The T-shirts were a good way to help buoy spirits – and fill local emergency service coffers with needed funds. Shaffer quickly contacted Carbondale screenprinter Doug Tucker, and put the word out for T-shirt art designers.
Firefighter Dan Bean, of Maine, was injured early in the Spring Creek Fire and was laid up at base camp in New Castle. His drawing of the steep canyon up East Elk Creek where the Spring Creek Fire was raging was selected, and Tucker started printing shirts to be sold for $12 each.
“Joe told us that we should order between 400 and 500 shirts,” Shaffer said. “We were conservative and only ordered 250. We took the first batch by base camp, and the word went out among the firefighters that the shirts were available.
“Firefighters coming back from the fire with soot all over their faces were forgoing a hot shower and a good meal and coming straight to us to buy their shirts. We sold out in two hours!” she said.
Garner was struck by the sense of community he saw among the firefighters.
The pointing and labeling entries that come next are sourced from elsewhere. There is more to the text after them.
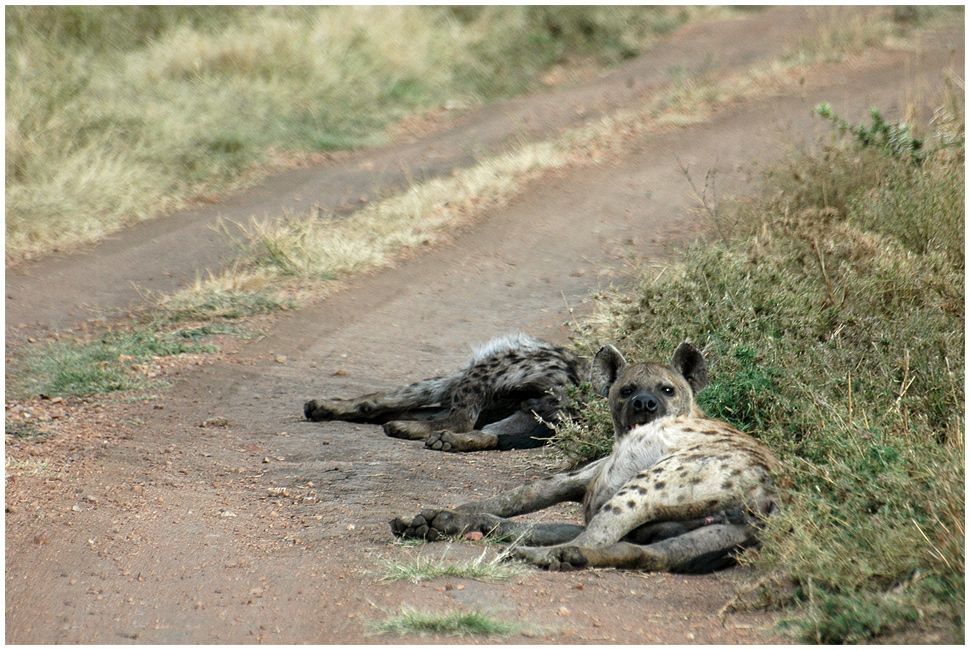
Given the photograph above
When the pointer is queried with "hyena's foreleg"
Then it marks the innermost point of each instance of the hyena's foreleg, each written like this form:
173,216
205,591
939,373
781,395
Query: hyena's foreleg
381,407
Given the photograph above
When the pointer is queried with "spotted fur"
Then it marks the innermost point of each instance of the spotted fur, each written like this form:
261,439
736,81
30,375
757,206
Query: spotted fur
680,492
503,399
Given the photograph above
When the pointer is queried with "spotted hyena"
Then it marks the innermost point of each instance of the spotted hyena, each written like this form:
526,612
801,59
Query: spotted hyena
504,399
680,492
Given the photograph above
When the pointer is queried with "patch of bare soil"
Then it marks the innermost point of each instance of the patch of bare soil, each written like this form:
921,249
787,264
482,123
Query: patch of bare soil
214,513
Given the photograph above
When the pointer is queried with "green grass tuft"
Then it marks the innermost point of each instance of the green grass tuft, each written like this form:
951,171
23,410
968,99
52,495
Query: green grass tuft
117,113
412,621
833,317
113,362
419,569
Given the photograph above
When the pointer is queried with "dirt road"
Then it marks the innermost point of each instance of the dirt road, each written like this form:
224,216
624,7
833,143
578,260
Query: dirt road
147,527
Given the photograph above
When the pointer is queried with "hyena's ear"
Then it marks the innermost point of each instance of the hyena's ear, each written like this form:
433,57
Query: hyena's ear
606,366
690,363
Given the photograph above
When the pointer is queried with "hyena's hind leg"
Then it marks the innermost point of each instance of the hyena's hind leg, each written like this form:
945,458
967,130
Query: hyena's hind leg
528,427
379,408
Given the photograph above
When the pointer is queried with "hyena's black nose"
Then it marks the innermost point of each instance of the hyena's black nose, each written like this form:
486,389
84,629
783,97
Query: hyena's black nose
645,402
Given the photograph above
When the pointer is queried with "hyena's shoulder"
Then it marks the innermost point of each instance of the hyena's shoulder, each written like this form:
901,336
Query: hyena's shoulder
705,436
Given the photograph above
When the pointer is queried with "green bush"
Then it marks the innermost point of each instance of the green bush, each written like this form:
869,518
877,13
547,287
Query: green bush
834,324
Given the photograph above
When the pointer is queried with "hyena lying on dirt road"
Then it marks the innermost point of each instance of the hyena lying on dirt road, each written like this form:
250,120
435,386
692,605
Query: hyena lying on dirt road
502,400
680,492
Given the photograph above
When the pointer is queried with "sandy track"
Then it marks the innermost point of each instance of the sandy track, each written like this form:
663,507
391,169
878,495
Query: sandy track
152,529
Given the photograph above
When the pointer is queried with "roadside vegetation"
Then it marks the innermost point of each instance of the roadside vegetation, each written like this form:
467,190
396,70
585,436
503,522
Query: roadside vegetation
419,569
117,114
456,623
832,307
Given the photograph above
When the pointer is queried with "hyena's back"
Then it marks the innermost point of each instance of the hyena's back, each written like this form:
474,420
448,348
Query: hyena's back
508,382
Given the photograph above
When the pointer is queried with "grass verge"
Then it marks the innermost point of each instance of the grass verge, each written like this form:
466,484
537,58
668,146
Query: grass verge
118,360
411,621
281,260
115,114
832,308
420,569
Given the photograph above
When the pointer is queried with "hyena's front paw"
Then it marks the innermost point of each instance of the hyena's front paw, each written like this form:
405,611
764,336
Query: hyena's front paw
320,410
553,558
430,525
451,441
407,429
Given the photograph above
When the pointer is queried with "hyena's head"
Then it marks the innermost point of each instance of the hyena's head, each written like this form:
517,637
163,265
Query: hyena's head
642,392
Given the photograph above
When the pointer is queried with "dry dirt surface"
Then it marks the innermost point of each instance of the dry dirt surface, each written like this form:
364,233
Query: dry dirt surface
214,513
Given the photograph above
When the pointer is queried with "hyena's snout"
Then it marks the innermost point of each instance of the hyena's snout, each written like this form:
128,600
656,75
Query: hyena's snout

“They bought shirts for themselves, but also for other firefighters,” he said. “It seemed like a lot of them had young kids, so we had some children’s sizes made up for them.”
Garner, also a Red Cross volunteer, also worked the shelters at the Coal Seam and Panorama fires.
“It was very rewarding,” he said. “I’d see these kids – to me – come down from these fires completely exhausted, rest for a few hours, and be ready to go right back up again. They are pretty amazing.”
For the next month, Shaffer, Garner and fellow Lions Club members, including Larry Borgard, Sharon Owens, Jeanne Casey and Neva Hiscock, continued ordering, printing and selling shirts.
Garner said Garfield County Sheriff Tom Dalessandri and his son sold shirts while checking on the Spring Creek base camp every evening. Firefighters bought anywhere from one to six, and townspeople purchased them too. By the end of the summer, out of 600 shirts, and all but 20 had sold, generating $2,500 in revenue for Silt Ambulance and Burning Mountains Fire District.
Monday evening, representatives from Alpine Bank and the local Lions Club presented a check for $1,250 to Burning Mountains Fire District chief David Yowell. Jim Shrull of Silt Ambulance received a check for the same amount last month.
“We were definitely happy,” said Shrull of the T-shirt windfall. “It kind of shocked us. We can always use more money.”